When contacted about information regarding the data theft, the FBI declined to comment on an ongoing investigation but did offer guidelines for healthcare providers in what they should implement to prevent another hack of this size.

The FBI guidelines are as follows:

  • Enhance employee awareness about malware threats and train appropriate individuals on information security principles and techniques.
  • Patch operating systems, software and firmware on devices. All endpoints should be patched as vulnerabilities are discovered. This precaution can be made easier through a centralized patch management system.
  • Ensure anti-virus and anti-malware solutions are set to automatically update and that regular scans are conducted.
  • Manage the use of privileged accounts by implementing the principle of least privilege. No users should be assigned administrative access unless absolutely needed. Those with a need for administrator accounts should only use them when necessary; they should operate with standard user accounts at all other times.
  • Configure access controls with least privilege in mind. If a user only needs to read specific files, he should not have “write” access to those files, directories or shares.
  • Disable macro scripts from office files transmitted via e-mail. Implement software restriction policies or other controls to prevent the execution of programs in common malware locations.
  • Regularly back up data and verify the integrity of those backups.

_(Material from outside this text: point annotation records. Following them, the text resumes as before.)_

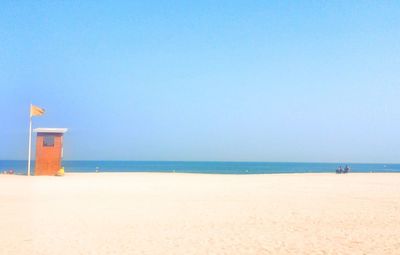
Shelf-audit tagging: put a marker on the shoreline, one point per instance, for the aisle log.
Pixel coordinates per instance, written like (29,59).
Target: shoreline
(178,213)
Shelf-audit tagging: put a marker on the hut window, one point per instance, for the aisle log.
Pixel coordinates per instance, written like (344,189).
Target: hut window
(48,141)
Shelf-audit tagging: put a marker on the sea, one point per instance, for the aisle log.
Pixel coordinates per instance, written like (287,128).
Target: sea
(205,167)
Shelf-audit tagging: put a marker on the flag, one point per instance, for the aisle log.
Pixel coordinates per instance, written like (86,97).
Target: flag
(36,111)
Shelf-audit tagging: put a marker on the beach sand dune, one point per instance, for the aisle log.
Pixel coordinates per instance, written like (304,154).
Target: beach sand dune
(166,213)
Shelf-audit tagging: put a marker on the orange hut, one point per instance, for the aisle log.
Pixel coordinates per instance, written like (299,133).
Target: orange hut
(49,150)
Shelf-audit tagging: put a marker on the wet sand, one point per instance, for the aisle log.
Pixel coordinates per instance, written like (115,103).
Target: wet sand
(167,213)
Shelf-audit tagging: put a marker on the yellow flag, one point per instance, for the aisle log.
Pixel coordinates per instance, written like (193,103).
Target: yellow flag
(36,111)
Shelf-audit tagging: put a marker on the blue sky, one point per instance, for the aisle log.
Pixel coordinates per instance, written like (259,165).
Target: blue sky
(204,80)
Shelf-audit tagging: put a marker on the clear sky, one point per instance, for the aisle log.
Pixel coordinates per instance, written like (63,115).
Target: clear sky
(204,80)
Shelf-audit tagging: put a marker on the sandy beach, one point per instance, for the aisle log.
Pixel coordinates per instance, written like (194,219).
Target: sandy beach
(155,213)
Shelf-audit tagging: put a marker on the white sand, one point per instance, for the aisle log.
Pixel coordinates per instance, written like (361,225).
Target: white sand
(153,213)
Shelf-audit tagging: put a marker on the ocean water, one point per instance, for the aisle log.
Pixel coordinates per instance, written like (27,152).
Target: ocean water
(19,166)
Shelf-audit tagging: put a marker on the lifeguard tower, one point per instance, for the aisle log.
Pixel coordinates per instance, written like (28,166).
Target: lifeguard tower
(49,150)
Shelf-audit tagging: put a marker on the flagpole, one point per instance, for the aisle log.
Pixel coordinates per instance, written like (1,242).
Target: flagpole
(30,140)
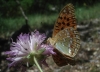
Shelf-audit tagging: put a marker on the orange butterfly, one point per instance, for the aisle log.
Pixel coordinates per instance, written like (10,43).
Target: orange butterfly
(65,38)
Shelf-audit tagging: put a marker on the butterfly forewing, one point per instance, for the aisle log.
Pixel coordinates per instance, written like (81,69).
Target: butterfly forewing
(65,38)
(65,19)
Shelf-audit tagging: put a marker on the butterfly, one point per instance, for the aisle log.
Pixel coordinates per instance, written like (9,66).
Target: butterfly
(65,38)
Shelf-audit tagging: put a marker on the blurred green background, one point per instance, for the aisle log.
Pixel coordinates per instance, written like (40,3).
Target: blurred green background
(41,12)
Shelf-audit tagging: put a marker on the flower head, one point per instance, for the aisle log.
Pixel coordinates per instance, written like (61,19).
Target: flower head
(28,46)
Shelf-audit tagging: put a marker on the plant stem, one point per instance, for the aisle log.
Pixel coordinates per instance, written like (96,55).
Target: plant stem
(35,60)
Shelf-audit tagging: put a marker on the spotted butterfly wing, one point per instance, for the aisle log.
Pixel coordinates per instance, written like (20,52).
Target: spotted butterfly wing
(65,37)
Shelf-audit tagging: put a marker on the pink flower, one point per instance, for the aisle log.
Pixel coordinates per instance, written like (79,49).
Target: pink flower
(28,46)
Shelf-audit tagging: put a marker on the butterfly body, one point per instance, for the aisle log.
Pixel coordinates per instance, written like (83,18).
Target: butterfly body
(65,38)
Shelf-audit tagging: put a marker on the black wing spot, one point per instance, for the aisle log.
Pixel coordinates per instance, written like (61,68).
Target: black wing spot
(62,28)
(59,23)
(63,23)
(68,24)
(60,17)
(67,19)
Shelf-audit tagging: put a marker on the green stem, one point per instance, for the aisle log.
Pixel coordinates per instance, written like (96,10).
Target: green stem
(35,60)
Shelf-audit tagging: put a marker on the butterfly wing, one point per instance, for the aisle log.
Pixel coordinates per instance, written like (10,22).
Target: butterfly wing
(65,20)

  • Secure backups and ensure they are not connected to the computers and networks they are backing up. Examples might be securing backups in the cloud or physically storing them offline.
  • Implement application whitelisting. Only allow systems to execute programs known and permitted by security policy.
  • Use virtualized environments to execute operating systems or specific programs.
  • Categorize data based on organizational value and implement physical/logical separation of networks and data for different organization units. For example, sensitive research or business data should not reside on the same server or network segment as an organization’s e-mail environment.
  • Require user interaction for end user applications communicating with websites uncategorized by the network proxy or firewall.